Açığın beklenenden 10 milyar dolar daha yüksek çıkmasının asıl nedeni de petrol fiyatlarındaki hızlı artış. Doğalgaz fiyatları da petrole bağlı. Sonuçta petrol fiyatlarındaki artış toplamda enerji faturasını kabartıyor. Enerjide ithalata bağımlılığın bir yansıması cari açıkta ortaya çıkıyor.
-
Fatura ağır- Hazine'nin hesaplamalarına göre,
petrol fiyatlarında 10 dolarlık artış Türkiye'nin dış açığını 5.3 milyar dolar büyütüyor. Yine 10 dolarlık artışın
enflasyonu yükseltici etkisi yüzde 0.5 düzeyine varıyor. Bu sonuçlar aynı zamanda petroldeki bir günlük artışın da maliyetini gösteriyor. Petrol fiyatları 6 Haziran Cuma günü 11 dolar gibi, tarihte görülmemiş düzeyde birden yükseldi. Dünkü kâr realizasyonları ise sınırlı kaldı. Dolayısıyla
bir günlük maliyet, cari açıkta 5 milyar dolarlık ve enflasyonda yarım puanlık artış anlamına geliyor . Eğer petrol fiyatları düşmeyecekse.
-
Absorbe edildi- Şimdilik böyle bir fiyat düzeltmesi beklentisi yok. Zaten tahminler daha yüksek petrol fiyatlarına işaret ettiği için, cuma günü böylesine yüksek bir artış yaşandı. Denilebilir ki,
bir güne sığan yüzde 8.86'lık artış petrolde şimdiye kadar karşılaştığımız en büyük günlük artış. Ve de petrol fiyatlarının geldiği düzey çok ciddi sonuçlar yaratabilecek yükseklikte.
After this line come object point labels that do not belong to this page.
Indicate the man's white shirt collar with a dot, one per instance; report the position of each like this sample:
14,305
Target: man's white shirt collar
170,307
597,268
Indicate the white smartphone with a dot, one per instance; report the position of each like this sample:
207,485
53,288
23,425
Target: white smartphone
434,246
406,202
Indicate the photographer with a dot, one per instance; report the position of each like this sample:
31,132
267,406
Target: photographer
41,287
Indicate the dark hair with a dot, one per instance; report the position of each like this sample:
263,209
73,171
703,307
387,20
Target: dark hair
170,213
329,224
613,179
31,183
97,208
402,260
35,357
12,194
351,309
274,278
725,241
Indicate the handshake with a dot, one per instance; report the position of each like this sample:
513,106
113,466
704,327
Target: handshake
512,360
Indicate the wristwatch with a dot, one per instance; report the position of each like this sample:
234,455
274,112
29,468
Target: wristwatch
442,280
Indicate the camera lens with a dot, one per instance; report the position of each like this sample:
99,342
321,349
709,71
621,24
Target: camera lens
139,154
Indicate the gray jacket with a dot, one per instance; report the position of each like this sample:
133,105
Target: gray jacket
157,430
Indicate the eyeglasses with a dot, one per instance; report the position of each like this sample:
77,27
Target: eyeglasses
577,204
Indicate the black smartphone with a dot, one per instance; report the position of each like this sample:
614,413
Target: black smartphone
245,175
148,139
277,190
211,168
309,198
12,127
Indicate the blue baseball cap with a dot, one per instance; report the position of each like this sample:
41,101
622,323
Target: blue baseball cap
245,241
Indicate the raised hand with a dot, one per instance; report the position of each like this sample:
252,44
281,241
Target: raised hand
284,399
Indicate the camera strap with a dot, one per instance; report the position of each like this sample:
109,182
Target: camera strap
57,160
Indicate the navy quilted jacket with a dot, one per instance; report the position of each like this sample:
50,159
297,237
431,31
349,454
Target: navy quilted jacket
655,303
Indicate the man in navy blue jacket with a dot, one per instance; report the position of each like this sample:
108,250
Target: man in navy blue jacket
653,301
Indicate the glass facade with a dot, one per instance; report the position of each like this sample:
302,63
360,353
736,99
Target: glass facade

Petrol fiyatlarının 2002 yılında ortalama 22.8 dolardan yükselmeye başlaması ve yıllar içinde sürekli tırmanması küresel ekonomiyi çok da etkilemedi. En son 1980'de yaşanan petrol şokundaki 39 dolarlık fiyatın bugünkü gerçek değeri 101 dolara denk geliyor.
Hem enerji verimliliğinin sağlanması hem de dünya gelir düzeyininin yükselmesi bu fiyat artışlarını son aylara kadar absorbe etti. Ancak 100 doların üzerindeki seyrin ciddi etkileri de ortaya çıkmaya başladı.
-
Yeni petrol şoku- Denilebilir ki, 2002'den bu yana petrol fiyatları yükseliyor. 1980'deki rekor düzeyini de reel anlamda 2008'in başında geçti. 2008 başına kadar meydana gelen fiyat artışları karşısında dünya ekonomisi tınmadı. Ama
artık 130-140 dolarlık düzeylerden de fazlasıyla etkilenmeye başladı. Hem reel ekonomiye yapacağı tahribat açısından hem de petrol fiyatlarının seyri bakımından.
Yüzde 8.86'lık günlük değer artışı inanılması güç bir artış. Benzer şekilde hızla geri çekilmeler de dikkate alınırsa, yüksek petrol fiyatlarına bir de yüksek volatilite eklendi.
-
Ciddi sonuçları olur- Yüksek petrol fiyatlarının küresel ısınma ile birleşince gıda fiyatlarında da benzer etkiler yaratıyor. Petrol ve gıda da küresel fiyat artışlarını gündeme getiriyor. Amerika ve İngiltere krize girmemek için faiz düşürdü ama pek çok ülke merkez bankası da enflasyon belası ile başedebilmek amacıyla faiz artırımına gidiyor. Tıpkı bizde olduğu gibi.
Küresel kredi krizi nisbeten yatışmış, finansal piyasalarda panik önlenmiş olabilir.
Ancak bu hareketlerin ardından boy veren petroldeki şok artışlar, hem finansal piyasalarda hem reel ekonomilerde dramatik değişiklikler yaratmaya aday. Petrol şoku ve bu şokun yaratacağı yeni dalga ve etkiler artık sahnede.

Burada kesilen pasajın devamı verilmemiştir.